Les parties sont avisées qu’elles peuvent se pourvoir en cassation contre cette ordonnance dans un délai de 2 mois à compter de cette notification, le pourvoi devant être formé par déclaration au greffe de la Cour de cassation, signé par un avocat au conseil d’Etat ou de la Cour de cassation.
Le greffier Le président
Reçu et pris connaissance le :
Monsieur [V] [T]
Assisté d’un interprète
COUR D’APPEL D’AIX-EN-PROVENCE
Chambre 1-11, Rétentions Administratives
[Adresse 6]
Téléphone : [XXXXXXXX02] – [XXXXXXXX03] – [XXXXXXXX01]
Courriel : [Courriel 4]
Aix-en-Provence, le 14 Avril 2025
À
— LE PREFET DES BOUCHES DU RHONE
— Monsieur le directeur du centre de rétention administrative de [Localité 5]

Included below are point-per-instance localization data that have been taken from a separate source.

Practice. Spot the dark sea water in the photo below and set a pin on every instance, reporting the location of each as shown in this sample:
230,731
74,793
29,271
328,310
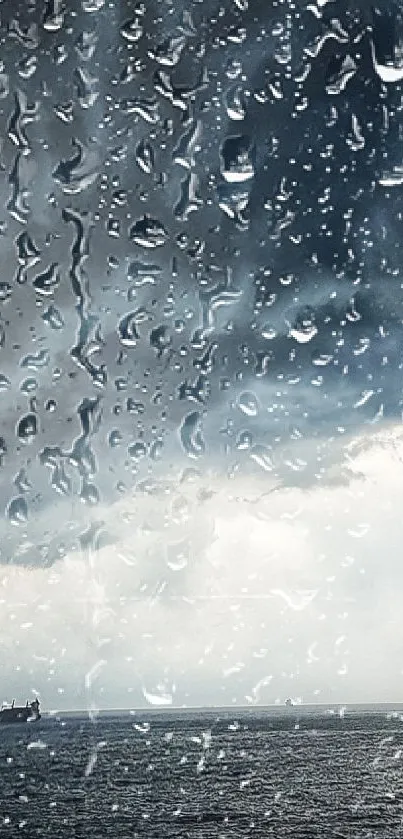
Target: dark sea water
203,776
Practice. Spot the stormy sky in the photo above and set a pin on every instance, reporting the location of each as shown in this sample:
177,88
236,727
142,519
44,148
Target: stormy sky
200,352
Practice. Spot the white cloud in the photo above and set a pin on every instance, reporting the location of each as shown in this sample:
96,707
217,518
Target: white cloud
220,589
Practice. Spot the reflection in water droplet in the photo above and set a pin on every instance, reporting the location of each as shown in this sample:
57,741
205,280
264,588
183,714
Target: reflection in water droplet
191,436
27,428
137,450
248,404
17,510
148,233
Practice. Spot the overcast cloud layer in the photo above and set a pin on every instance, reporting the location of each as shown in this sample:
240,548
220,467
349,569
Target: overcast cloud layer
200,360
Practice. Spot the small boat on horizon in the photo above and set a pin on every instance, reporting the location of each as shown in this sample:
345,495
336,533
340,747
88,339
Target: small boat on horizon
20,713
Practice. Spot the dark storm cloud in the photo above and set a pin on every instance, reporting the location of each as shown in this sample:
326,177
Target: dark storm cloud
295,300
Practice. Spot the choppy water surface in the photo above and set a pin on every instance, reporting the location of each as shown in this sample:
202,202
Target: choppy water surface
199,776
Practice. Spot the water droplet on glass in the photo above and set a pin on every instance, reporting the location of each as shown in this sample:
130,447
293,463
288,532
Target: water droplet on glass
27,428
191,436
248,404
17,510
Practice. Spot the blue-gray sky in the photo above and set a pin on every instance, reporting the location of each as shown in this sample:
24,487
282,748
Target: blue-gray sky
201,351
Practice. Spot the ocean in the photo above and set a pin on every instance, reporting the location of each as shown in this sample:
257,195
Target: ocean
202,775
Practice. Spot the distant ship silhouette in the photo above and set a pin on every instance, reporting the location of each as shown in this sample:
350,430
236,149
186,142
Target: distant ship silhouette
20,713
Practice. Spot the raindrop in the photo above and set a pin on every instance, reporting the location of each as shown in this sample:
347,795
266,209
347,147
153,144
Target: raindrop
160,339
17,510
236,159
132,30
145,156
248,404
191,436
47,282
27,428
137,450
148,233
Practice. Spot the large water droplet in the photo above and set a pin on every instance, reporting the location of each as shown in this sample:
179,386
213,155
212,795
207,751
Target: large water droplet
17,510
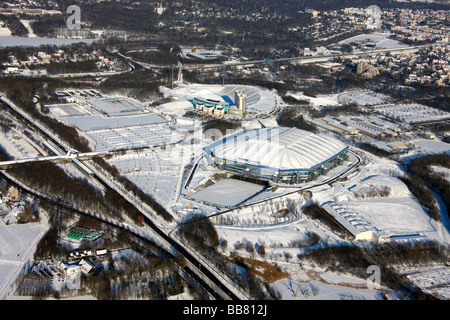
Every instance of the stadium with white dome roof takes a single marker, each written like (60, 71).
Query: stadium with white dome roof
(280, 155)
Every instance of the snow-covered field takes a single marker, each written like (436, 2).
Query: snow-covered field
(17, 245)
(5, 32)
(364, 98)
(412, 113)
(317, 101)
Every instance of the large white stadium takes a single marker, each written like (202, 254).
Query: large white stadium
(279, 155)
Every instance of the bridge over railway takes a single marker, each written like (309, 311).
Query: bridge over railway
(72, 155)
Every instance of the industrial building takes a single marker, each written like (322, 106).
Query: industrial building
(281, 155)
(219, 108)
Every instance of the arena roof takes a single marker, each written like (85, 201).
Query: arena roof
(280, 148)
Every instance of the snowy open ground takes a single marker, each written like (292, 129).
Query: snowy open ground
(412, 113)
(17, 245)
(257, 98)
(381, 40)
(227, 192)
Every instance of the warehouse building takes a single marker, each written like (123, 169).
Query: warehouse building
(281, 156)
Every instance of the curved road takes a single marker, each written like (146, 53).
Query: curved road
(202, 270)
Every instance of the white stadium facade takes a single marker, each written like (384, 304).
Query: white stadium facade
(280, 155)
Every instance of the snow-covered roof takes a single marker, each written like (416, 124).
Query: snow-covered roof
(277, 148)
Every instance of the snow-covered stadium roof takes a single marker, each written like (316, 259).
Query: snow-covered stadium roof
(277, 148)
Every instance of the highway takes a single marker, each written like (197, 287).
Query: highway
(306, 59)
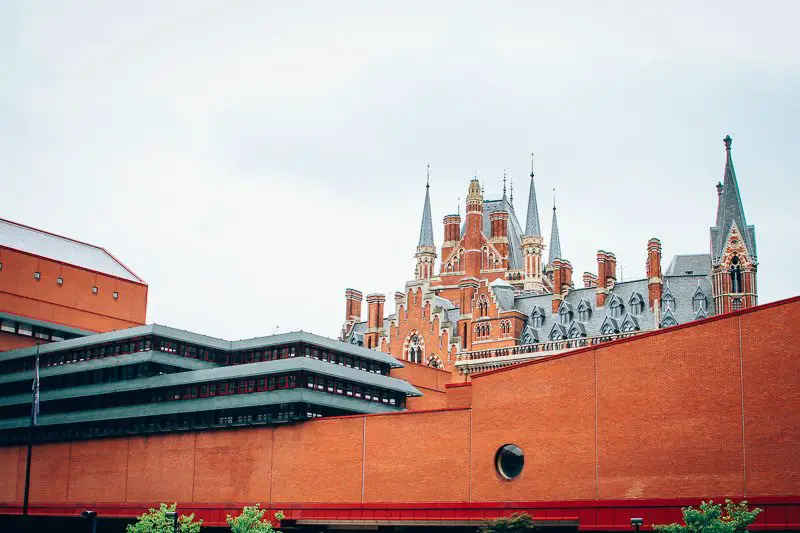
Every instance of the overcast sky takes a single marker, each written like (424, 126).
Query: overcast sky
(251, 160)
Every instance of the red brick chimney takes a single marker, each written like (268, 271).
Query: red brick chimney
(353, 300)
(654, 279)
(499, 231)
(557, 285)
(566, 276)
(374, 319)
(602, 291)
(467, 287)
(611, 270)
(452, 234)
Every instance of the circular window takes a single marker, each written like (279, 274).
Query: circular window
(509, 461)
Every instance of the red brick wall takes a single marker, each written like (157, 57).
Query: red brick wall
(656, 416)
(73, 303)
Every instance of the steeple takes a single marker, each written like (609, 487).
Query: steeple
(730, 211)
(532, 220)
(555, 242)
(426, 228)
(426, 249)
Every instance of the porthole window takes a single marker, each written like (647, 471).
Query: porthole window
(509, 461)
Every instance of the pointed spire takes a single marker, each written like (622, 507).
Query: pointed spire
(555, 241)
(532, 220)
(426, 228)
(730, 209)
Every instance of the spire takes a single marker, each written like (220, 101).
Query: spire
(532, 220)
(730, 209)
(555, 242)
(426, 228)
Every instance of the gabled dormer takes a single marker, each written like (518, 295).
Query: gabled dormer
(584, 310)
(668, 318)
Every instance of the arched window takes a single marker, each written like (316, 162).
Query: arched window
(736, 275)
(415, 349)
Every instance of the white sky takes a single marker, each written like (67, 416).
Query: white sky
(251, 160)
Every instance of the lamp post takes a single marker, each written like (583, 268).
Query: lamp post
(92, 516)
(173, 515)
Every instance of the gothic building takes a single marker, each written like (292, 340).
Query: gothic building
(495, 301)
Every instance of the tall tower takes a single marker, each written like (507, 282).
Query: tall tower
(555, 244)
(532, 243)
(426, 249)
(734, 260)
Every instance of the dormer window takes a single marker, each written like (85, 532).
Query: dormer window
(617, 308)
(637, 304)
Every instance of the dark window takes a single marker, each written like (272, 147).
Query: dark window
(509, 461)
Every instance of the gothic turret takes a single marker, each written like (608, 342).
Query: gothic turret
(532, 243)
(426, 249)
(734, 258)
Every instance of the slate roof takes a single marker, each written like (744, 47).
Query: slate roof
(731, 211)
(63, 249)
(693, 264)
(682, 288)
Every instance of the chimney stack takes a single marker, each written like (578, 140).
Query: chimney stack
(353, 300)
(654, 279)
(557, 285)
(602, 291)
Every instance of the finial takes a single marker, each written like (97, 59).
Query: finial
(727, 140)
(531, 164)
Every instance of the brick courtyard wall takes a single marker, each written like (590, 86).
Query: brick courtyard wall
(710, 409)
(73, 303)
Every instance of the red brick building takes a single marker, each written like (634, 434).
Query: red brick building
(55, 288)
(636, 427)
(495, 301)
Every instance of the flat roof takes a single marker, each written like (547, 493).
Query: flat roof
(235, 401)
(52, 246)
(219, 373)
(204, 340)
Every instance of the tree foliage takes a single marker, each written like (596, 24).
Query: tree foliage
(516, 523)
(712, 517)
(251, 520)
(156, 521)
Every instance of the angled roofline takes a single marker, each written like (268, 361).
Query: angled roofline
(211, 342)
(123, 265)
(640, 336)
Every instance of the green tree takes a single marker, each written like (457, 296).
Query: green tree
(251, 520)
(712, 517)
(156, 521)
(516, 523)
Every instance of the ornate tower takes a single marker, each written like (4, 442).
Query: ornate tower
(533, 243)
(734, 260)
(555, 245)
(426, 249)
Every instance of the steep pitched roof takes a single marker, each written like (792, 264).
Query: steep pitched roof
(555, 241)
(426, 228)
(532, 219)
(63, 249)
(730, 211)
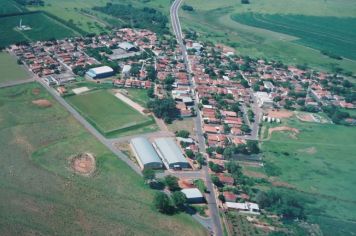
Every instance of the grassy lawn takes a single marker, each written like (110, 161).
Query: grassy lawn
(317, 162)
(138, 95)
(108, 113)
(9, 7)
(10, 70)
(213, 20)
(40, 194)
(43, 28)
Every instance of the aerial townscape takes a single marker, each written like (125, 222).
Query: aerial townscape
(181, 117)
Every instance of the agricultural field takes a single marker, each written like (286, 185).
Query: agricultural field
(138, 95)
(315, 160)
(108, 113)
(213, 20)
(42, 195)
(10, 70)
(42, 26)
(337, 34)
(81, 14)
(9, 7)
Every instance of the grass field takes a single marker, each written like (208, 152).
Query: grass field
(317, 162)
(108, 113)
(213, 20)
(43, 28)
(337, 34)
(40, 195)
(9, 7)
(138, 95)
(10, 70)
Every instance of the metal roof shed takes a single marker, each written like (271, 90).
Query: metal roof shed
(145, 154)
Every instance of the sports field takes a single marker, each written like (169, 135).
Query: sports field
(318, 162)
(108, 113)
(42, 28)
(9, 7)
(10, 70)
(41, 195)
(213, 20)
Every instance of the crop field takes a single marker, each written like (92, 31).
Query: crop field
(336, 34)
(213, 21)
(10, 70)
(318, 162)
(41, 195)
(138, 95)
(42, 28)
(108, 113)
(9, 7)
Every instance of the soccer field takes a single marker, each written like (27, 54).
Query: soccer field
(108, 113)
(41, 195)
(10, 70)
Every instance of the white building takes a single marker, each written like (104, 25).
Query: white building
(263, 99)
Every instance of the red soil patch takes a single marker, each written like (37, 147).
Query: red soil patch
(42, 103)
(83, 164)
(36, 91)
(280, 113)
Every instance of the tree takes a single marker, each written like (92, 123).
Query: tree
(189, 153)
(148, 175)
(183, 134)
(162, 202)
(172, 182)
(179, 199)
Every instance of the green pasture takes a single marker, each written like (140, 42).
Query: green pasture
(213, 21)
(10, 70)
(9, 7)
(42, 28)
(41, 195)
(108, 113)
(318, 162)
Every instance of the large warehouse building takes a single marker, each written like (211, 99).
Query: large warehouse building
(145, 154)
(100, 72)
(170, 153)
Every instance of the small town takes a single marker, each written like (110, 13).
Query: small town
(226, 96)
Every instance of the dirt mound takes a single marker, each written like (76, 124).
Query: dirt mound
(36, 91)
(280, 114)
(83, 164)
(42, 103)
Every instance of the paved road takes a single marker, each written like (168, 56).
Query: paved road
(211, 198)
(14, 83)
(107, 142)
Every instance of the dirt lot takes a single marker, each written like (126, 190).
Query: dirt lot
(280, 114)
(42, 103)
(83, 164)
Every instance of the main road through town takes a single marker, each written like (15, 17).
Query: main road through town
(211, 199)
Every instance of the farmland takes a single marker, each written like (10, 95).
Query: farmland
(42, 26)
(107, 113)
(335, 33)
(40, 194)
(213, 21)
(10, 70)
(9, 7)
(317, 163)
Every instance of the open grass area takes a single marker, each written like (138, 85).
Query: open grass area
(10, 70)
(9, 7)
(108, 113)
(138, 95)
(318, 163)
(42, 26)
(335, 33)
(40, 194)
(213, 20)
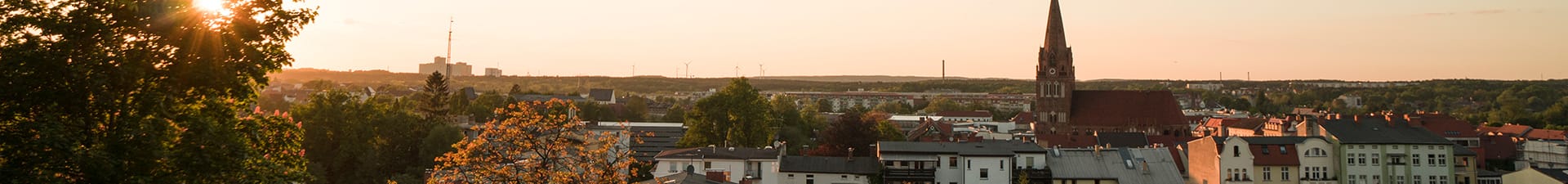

— Monsieur le procureur général
— Monsieur le greffier du Juge des libertés et de la détention de MARSEILLE
— Maître Romain CHAREUN
NOTIFICATION D’UNE ORDONNANCE
J’ai l’honneur de vous notifier l’ordonnance ci-jointe rendue le 14 Avril 2025, suite à l’appel interjeté par :
Monsieur [V] [T]
né le 21 Février 1976 à [Localité 7]
de nationalité Algérienne
Je vous remercie de m’accuser réception du présent envoi.
Le greffier,
VOIE DE RECOURS
Nous prions Monsieur le directeur du centre de rétention administrative de bien vouloir indiquer au retenu qu’il peut se pourvoir en cassation contre cette ordonnance dans un délai de 2 mois à compter de cette notification, le pourvoi devant être formé par déclaration au greffe de la Cour de cassation.